# No chill chilling



## acarey (13/1/15)

I've recently got a cooler (with my new grainfather) and am keen to try and use use it to fill cubes. I know this isn't common practice but my reason is that I like brewing but am not always ready to ferment immediately because I serve and ferment out the same chesty (not at the same time obviously).

So my idea was to fill the cube with boiling water before I start brewing and seal to sanitize it. Then when when the Brew is finished, just dump the water and run the wort through three chiller and into the cube.

Has anyone done this? Or see any problems?


----------



## manticle (13/1/15)

You mean chill wort, run to sanitised cube and store till ready to ferment?

For a moment I read cooler as esky (us term) but I'm guessing you mean chiller.

I cannot imagine a long shelf life. Might be worth doing some batches and testing wort at 1 day, 1 week, 1 month but I can't imagine a happy ending. During chilling, unless in a vaccuum, your wort will spend plenty of time at microbe friendly temps and be exposed to many. If yeast isn't present in large numbers relatively quickly, those microbes could easily multiply and outcompete.

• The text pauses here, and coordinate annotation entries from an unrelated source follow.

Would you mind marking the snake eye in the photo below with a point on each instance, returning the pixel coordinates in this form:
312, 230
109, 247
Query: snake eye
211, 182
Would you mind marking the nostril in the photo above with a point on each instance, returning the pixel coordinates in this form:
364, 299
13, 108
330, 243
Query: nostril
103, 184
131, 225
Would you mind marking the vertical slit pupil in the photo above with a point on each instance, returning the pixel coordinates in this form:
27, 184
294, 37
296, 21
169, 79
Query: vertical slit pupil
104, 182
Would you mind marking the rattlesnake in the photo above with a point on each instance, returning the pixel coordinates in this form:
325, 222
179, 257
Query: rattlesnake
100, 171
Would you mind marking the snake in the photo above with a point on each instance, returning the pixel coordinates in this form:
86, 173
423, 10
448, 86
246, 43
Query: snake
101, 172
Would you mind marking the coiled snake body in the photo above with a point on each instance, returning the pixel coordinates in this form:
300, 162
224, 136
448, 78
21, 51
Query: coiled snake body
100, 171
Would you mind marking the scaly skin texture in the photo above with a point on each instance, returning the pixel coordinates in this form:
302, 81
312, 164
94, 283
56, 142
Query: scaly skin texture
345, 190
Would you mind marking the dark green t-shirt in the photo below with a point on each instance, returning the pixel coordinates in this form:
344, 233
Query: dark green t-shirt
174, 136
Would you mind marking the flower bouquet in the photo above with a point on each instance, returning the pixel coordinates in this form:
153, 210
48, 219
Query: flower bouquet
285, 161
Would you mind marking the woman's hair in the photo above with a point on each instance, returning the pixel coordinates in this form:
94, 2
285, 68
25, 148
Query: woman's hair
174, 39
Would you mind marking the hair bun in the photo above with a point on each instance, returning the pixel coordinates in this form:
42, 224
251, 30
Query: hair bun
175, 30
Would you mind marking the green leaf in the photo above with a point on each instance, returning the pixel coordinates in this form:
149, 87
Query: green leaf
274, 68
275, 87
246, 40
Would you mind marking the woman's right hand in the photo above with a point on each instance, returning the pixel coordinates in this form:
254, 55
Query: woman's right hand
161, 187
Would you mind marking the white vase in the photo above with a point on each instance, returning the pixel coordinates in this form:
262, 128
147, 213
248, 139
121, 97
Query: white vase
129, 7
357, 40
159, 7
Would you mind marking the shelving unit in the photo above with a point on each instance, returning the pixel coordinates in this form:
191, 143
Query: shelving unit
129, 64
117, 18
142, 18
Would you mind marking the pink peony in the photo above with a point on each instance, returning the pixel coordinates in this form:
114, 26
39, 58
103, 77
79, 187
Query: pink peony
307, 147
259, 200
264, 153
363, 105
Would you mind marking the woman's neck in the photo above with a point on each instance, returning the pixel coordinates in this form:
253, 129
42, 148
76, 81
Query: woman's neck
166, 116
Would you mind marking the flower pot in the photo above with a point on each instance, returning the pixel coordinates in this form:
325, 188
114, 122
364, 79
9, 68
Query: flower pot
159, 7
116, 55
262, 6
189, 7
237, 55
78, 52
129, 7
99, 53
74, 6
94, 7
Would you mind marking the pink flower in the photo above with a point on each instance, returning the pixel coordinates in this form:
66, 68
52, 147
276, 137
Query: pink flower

Don't want to knock what I haven't tried but theoretically it certainly looks dodge.


----------



## acarey (13/1/15)

That makes sense. Maybe I'll hold of testing this one on Friday. The beer I'm making is the 7c's (recipe thanks to MHB). It's not the cheapest one ever and I'd hate to ruin it.

Thanks


----------



## luggy (13/1/15)

Can't you just run the hot wort into the cube like a regular no chill?


----------



## squirt in the turns (13/1/15)

Filling a cube with boiling water solely for the purpose of sanitising it sounds like a waste of water and energy, unless you have some use for it later, such as clean up after brewing. That's assuming you brew immediately after boiling 20L of water, although you'll probably lose a fair bit of heat in that time.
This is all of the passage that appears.